Les deux candidats débattaient depuis une bonne quarantaine de minutes quand j'ai atterri au fond d'un petit bar où j'ai pu regarder la suite de l'affrontement en compagnie d'André et Annie, deux profs à la retraite, Alexandre, gitan évangélique, Romain, propriétaire de la boîte, et Cuong, étudiant vietnamien.

«Pour l'instant, c'est assez égal, mais on n'a pas encore attaqué l'immigration», a dit Annie, quand je lui ai demandé de me résumer le premier round.

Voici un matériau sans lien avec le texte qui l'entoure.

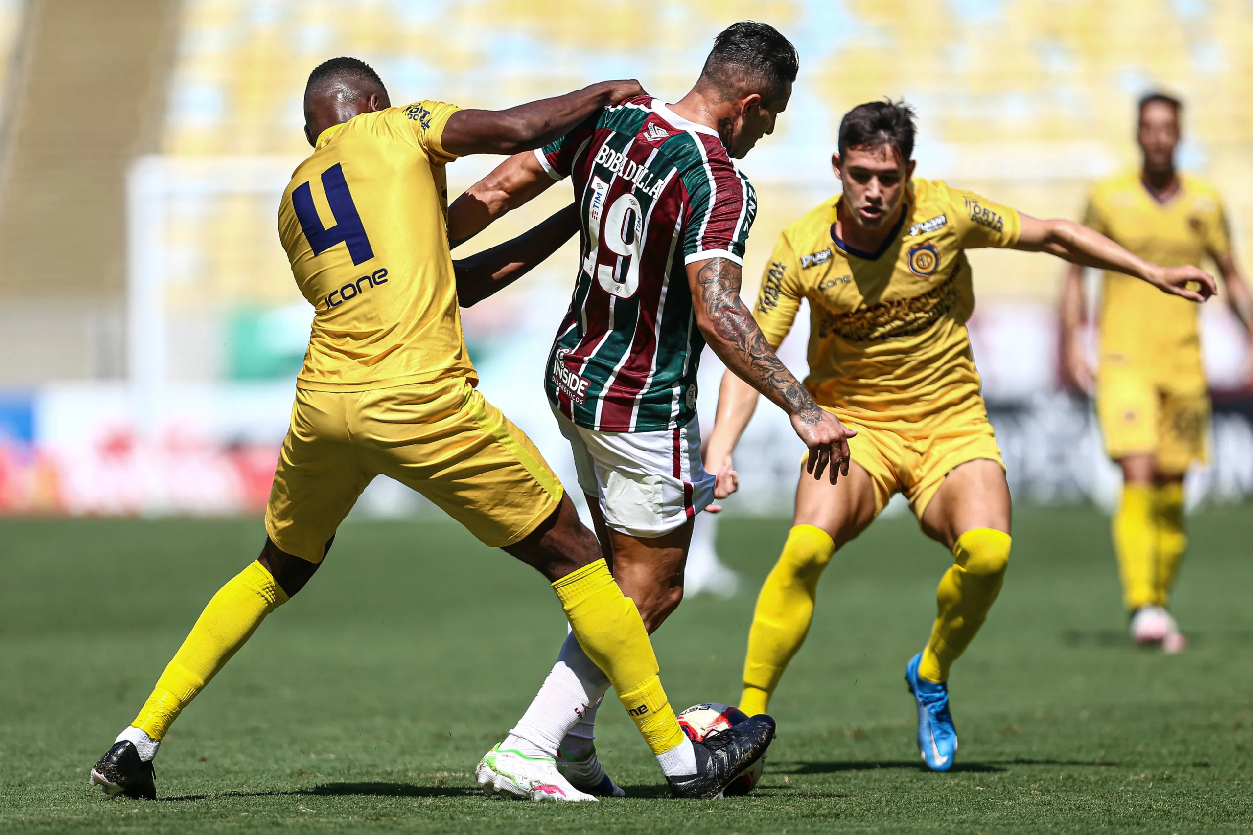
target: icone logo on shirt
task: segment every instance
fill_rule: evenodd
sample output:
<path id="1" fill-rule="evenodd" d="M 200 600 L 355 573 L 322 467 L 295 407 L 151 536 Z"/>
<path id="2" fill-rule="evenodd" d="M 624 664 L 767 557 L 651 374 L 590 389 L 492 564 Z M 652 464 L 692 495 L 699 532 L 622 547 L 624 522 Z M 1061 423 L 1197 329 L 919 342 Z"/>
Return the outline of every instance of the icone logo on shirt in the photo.
<path id="1" fill-rule="evenodd" d="M 366 287 L 361 285 L 362 282 L 367 283 Z M 331 290 L 330 293 L 327 293 L 326 305 L 328 308 L 340 307 L 345 302 L 348 302 L 351 299 L 357 298 L 358 295 L 361 295 L 362 293 L 365 293 L 371 287 L 377 287 L 378 284 L 386 284 L 386 283 L 387 283 L 387 270 L 386 269 L 376 269 L 371 275 L 362 275 L 357 280 L 348 282 L 347 284 L 345 284 L 340 289 Z M 336 295 L 340 297 L 338 302 L 335 300 Z"/>
<path id="2" fill-rule="evenodd" d="M 811 267 L 817 267 L 818 264 L 826 264 L 831 260 L 831 247 L 827 247 L 822 252 L 816 252 L 812 255 L 801 255 L 801 269 L 809 269 Z"/>
<path id="3" fill-rule="evenodd" d="M 915 223 L 910 227 L 910 234 L 907 237 L 916 238 L 917 235 L 925 235 L 928 232 L 935 232 L 936 229 L 944 228 L 949 223 L 949 215 L 941 214 L 930 220 L 923 220 L 922 223 Z"/>

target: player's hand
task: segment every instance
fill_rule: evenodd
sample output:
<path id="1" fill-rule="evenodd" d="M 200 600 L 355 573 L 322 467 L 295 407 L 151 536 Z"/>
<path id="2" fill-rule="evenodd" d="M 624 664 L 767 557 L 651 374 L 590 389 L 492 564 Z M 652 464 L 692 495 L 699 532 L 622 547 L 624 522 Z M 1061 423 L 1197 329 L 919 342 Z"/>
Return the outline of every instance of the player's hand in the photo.
<path id="1" fill-rule="evenodd" d="M 1061 373 L 1065 383 L 1070 388 L 1088 397 L 1096 391 L 1096 376 L 1093 373 L 1091 363 L 1078 346 L 1069 346 L 1061 357 Z"/>
<path id="2" fill-rule="evenodd" d="M 809 447 L 809 459 L 806 461 L 806 472 L 813 473 L 814 478 L 822 478 L 826 471 L 827 477 L 834 484 L 840 476 L 848 474 L 848 438 L 857 434 L 857 429 L 850 429 L 840 422 L 831 412 L 813 407 L 814 412 L 801 412 L 791 416 L 792 428 L 797 437 Z"/>
<path id="3" fill-rule="evenodd" d="M 637 95 L 648 95 L 640 83 L 635 79 L 619 79 L 615 81 L 601 81 L 600 86 L 604 88 L 605 94 L 609 96 L 609 104 L 620 104 L 626 99 L 634 99 Z"/>
<path id="4" fill-rule="evenodd" d="M 709 451 L 705 449 L 704 459 L 708 462 L 709 472 L 712 472 L 714 477 L 714 498 L 727 498 L 739 489 L 739 473 L 736 472 L 729 452 L 714 452 L 710 456 Z M 710 513 L 719 513 L 722 512 L 722 505 L 709 505 L 705 510 Z"/>
<path id="5" fill-rule="evenodd" d="M 1163 293 L 1170 293 L 1189 302 L 1204 302 L 1218 292 L 1214 277 L 1199 267 L 1158 267 L 1149 274 L 1148 279 Z M 1189 284 L 1199 287 L 1194 289 Z"/>

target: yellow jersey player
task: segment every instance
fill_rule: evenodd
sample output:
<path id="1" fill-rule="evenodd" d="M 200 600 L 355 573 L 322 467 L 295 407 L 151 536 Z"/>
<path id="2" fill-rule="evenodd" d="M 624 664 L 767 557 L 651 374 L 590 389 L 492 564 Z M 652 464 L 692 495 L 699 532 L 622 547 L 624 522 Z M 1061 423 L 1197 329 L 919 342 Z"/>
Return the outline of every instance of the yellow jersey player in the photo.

«Sarko fait vachement blocus, il n'arrête pas de couper la parole», a pesté André.

- Est-ce que cette attitude l'avantage?

- Ça dépend de quel côté on est.

Annie et André sont assurément du côté de François Hollande, et ils l'ont trouvé meilleur que ce qu'ils appréhendaient.

Romain et Alexandre, eux, optent pour Nicolas Sarkozy. «Hollande ne pense qu'aux pauvres», a déploré Romain. Il a pesté contre l'idée d'imposer à 72% les revenus des plus riches. «Ils vont tous partir, même les joueurs de foot.»

Et enfin: «Ce qui me fait le plus peur avec Hollande, c'est l'immigration.»

Quand le débat est finalement tombé sur ce sujet délicat, tout le monde s'est mis à parler à tue-tête, enterrant les échanges entre les deux candidats.

«Tous ces étrangers qui viennent, ça fait moins de travail pour les Français», a dit Alexandre, gitan évangélique. Annie et André ont tenté de le convaincre du contraire.

«Mais tu sais pourquoi ils viennent en France, les étrangers? Parce qu'on les paie pour des emplois dont les Français ne veulent pas...»

Seul Cuong est resté scotché à l'écran. C'est une bonne raison pour lui laisser le dernier mot.

- Alors, qui a été le meilleur?

- Nicolas Sarkozy avait une meilleure technique de débat. Avec François Hollande, l'émotion ne passe pas.

S'il a raison, cela suffira-t-il pour rattraper le retard que le président sortant accuse sur son rival socialiste? Si je me fie à mes compagnons de soirée, les opinions sont déjà bien arrêtées. Et le débat n'y changera rien.